In recent weeks, a largely futile rhetorical debate has broken out over what’s happening at the southern border. Conservatives have sounded the alarm bells, consistently referring to the situation as an all-out crisis. Meanwhile, the Biden administration prefers to speak of the border situation as a “challenge,” which it is more than capable of addressing.
Regardless of the terminology, there is something we should all agree on: Thousands of children trapped for days or weeks in jail-like Customs and Border Protection holding cells is a problem. Republicans are not wrong to draw attention to it. Nor are they wrong to suggest it has something to do with Joe Biden’s immigration policies. They have just gotten their diagnosis of what’s bad about these policies backwards.
Namely, while Republicans blame Biden’s (very limited) pro-asylum policies for acting as a “magnet,” it is actually his anti-asylum ones that are causing a backlog of unaccompanied kids in the system. Here’s how.
Since taking office, Biden has left in place a Trump-era order, known as Title 42, suspending access to asylum at the U.S. border for families traveling together and solo adults. Under the policy, people who arrive at the border can get expelled immediately, with virtually no chance to seek protection.
There is an exception, however, for children who are not with an adult. These unaccompanied minors are still being processed for asylum, due to a court order that went into effect during the Trump presidency and the Biden team’s later decision to continue with the same policy.
Since this exception was created, the number of unaccompanied minors in U.S. custody has shot up — a trend that began under Donald Trump that has continued. Right-wingers say this is evidence Biden is being too “soft” and even too humane on immigration, signaling to people outside of our borders that it is time to come. In response, Democrats and administration officials often repeat that expelling unaccompanied minors would be wrong.
These officials are right to say that a return to Trump-era child expulsions is morally repugnant. But the reality is, expelling families is actually causing more children to travel unaccompanied in the first place.
For one, by turning away many families without allowing them access to an asylum screening, the administration forces many children to try their luck alone. Recent reporting from the border features desperate families openly discussing the possibility of sending their children solo. This is a traumatic choice that no parent would make willingly; but when their kids’ lives are in danger in Mexico or their home countries, there is no alternative.
Additionally, many children who are labeled as “unaccompanied” in the system actually arrived at the border with an adult relative. If the relative cannot establish legal guardianship, however, they are often separated from the child. This cruel practice dates back through multiple administrations, and when it is coupled with Title 42, the results are especially horrific.
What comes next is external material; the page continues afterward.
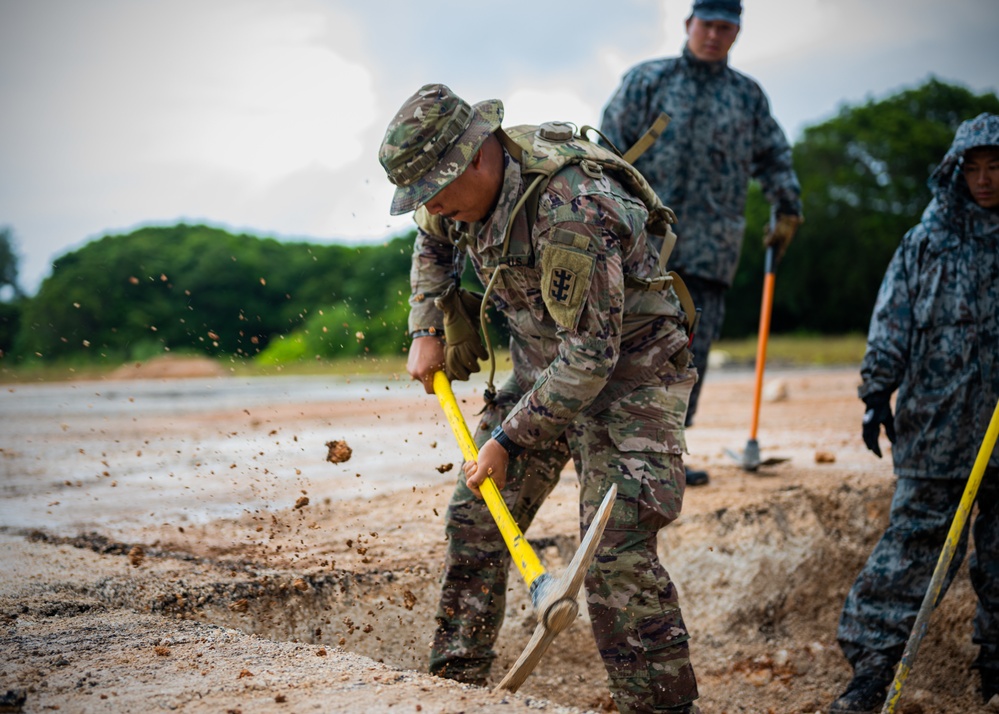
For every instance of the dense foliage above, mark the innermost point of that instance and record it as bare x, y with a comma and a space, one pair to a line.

The adult relative may then be expelled from the country, while the child is left alone in an unfamiliar setting.
Moreover, these separations of extended family members make it harder for children to get released with sponsors — people who can care for the children in the United States. Under previous policies, when adult relatives were also allowed to seek asylum, they could eventually be released and could then act as sponsors for the children who were still in government custody. Under Title 42, however, if these relatives are expelled, they will no longer be able to volunteer for this role. As a result, even more children are left unaccompanied in the system, and the pool of potential sponsors is diminished.
The government is supposed to transfer children to the custody of the Office of Refugee Resettlement within 72 hours of being intercepted at the border, so that they can be placed quickly with sponsors. With so many solo kids now in U.S. custody, however, the government is failing to keep pace. As a result, children are stranded in border patrol cells far longer than the three-day maximum, often in miserable conditions.
Vice President Kamala Harris was tapped last week to lead our immigration response, and there’s a straightforward way for her to reduce the number of unaccompanied kids in U.S. custody: Allow families to seek asylum together. This does not need to be a crisis, nor should it lead to detention. Thousands of people of faith are ready and waiting to welcome asylum-seekers, volunteer to provide housing in the community and accompany them in their legal process.
Let’s be clear: Migration itself is not a problem. Neither is seeking asylum. The difficulty is that so many of the asylum-seekers this time around are unaccompanied minors. Unlike families or single adults who seek protection, the U.S. government can’t just release children alone with a future court date. They have special obligations to kids under U.S. law.
The path forward is simple: If the Biden-Harris administration truly wants to ease the bottleneck of kids trapped in CBP custody, it should stop expelling those children’s families.
Joshua Leach is a public policy and communications strategist at the Unitarian Universalist Service Committee, a nonprofit advancing human rights with an international community of grassroots partners and advocates.